With my sister, it was a different kind of love affair. We all loved her and doted on her. And we all agreed that she was the happiest, best-natured baby that ever existed; she was charismatic and hilarious even as a baby. I fed her, changed her diapers, put her down for naps and played with her at every opportunity; she was my very own real life baby doll. I’d rush home from school most days and creep up into her room to nudge her awake and then pretend like she’d just woken up on her own.* I adored her, and I tended to her with a certain maternal care—especially in those early years.

* I’m pretty sure my mom caught on to my tricks pretty quickly, and I’m not sure how she didn’t just kill me then. Now that I’m the mother of a fairly finicky sleeper, I’d seriously contemplate hurting the person who routinely woke my kid from his naps. Lucky for me, my sister was never crabby when I pulled this.

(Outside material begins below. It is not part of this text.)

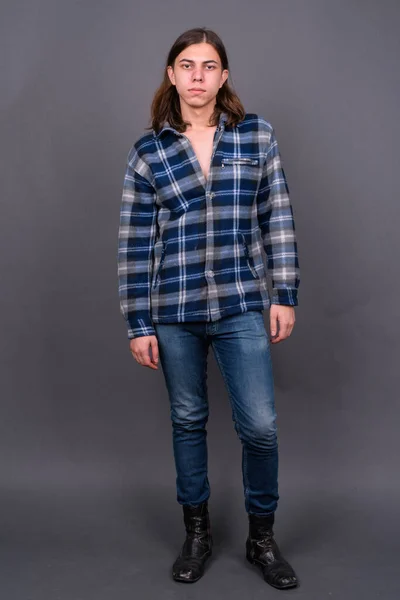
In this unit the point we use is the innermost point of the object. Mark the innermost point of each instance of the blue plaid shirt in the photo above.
(190, 248)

My own growing pains got in the way for a little while. And for a long time, I was in the closet with my sister because my mom asked (or rather, demanded) that I not tell my her about my sexual orientation until she graduated from high school.  So our relationship felt very much like it was in limbo for the greater part of her teen years and my early adulthood. Until very recently, I’ve carried around a lot of guilt for my absence in her life, even though much of it wasn’t in my control. I can’t tell you how often I felt pangs of remorse for those moments of missed connection between us when I could see that she was walking away crestfallen at my emotional distance—distance that I didn’t really know how to bridge. But this experience has changed the dynamic of our relationship in ways that I’m immensely grateful for.

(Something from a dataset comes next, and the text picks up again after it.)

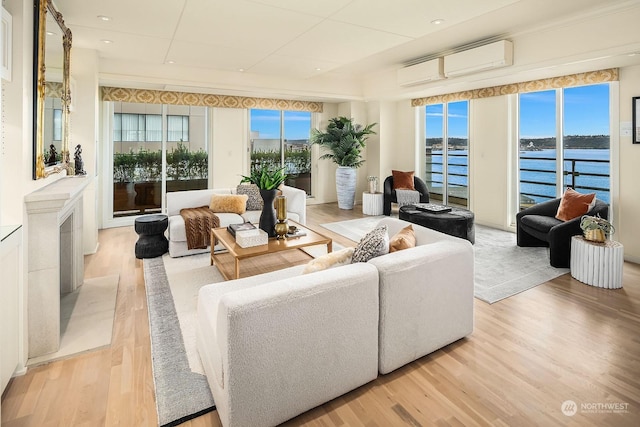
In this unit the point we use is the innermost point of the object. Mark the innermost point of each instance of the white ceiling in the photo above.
(260, 43)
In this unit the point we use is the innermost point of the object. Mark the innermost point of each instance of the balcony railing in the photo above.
(580, 174)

With both of my siblings, I’ve always felt, somehow, light years older. It’s due, in part, to the kind of responsibility and expectation that comes with being the eldest, especially in my family. Perhaps some of it has to do with life experiences. And maybe other parts of it were born out of a certain necessity.  But for a long time now, I’ve played a particular role in our relationship. Since my parents have been out of the country for the past decade, my partner and I have been the stand-ins. We’ve been the go-to people for all kinds of life scenarios. I’m not lamenting this fact; I’m glad that we were able to be there in those moments, whether they were crises or accomplishments. I do think, however, that while playing the role of a parental stand-in, I forgot how to just be a sister.  So I expected, when we entered into this illness with my mother, that the roles would stay very much the same. And there have been moments where this dynamic persists, but I’ve found that things have begun to rearrange themselves between us; we’re finding a new kind of equilibrium. Sitting around late at night, laughing at my parents’ foibles, discussing their unflagging denial, and coming to terms with their paradoxical strangeness and familiarity has united us in a kind of solidarity. For now, at least, we are living in a different reality than they are and that binds us to one another. Beyond that, though, are the ways in which they have each made space for me during this time. You know, in the ways that I’ve been accustomed to making space for them—space for me to be the petulant child, the annoyed daughter, the exhausted parent, etc. We’ve begun, I think, to see each other as real people and as adults on common ground, rather than caricatures in some shared parody of a childhood. This time in our lives has been emotionally tempestuous in so many ways, but they have filled me with gratitude and affection. So, for the many ways that my brother and sister have enhanced my life with all their crazy-making, shit-starting, unwavering and big-hearted love, this is my sort of love letter to them. I’m so lucky to be their sister.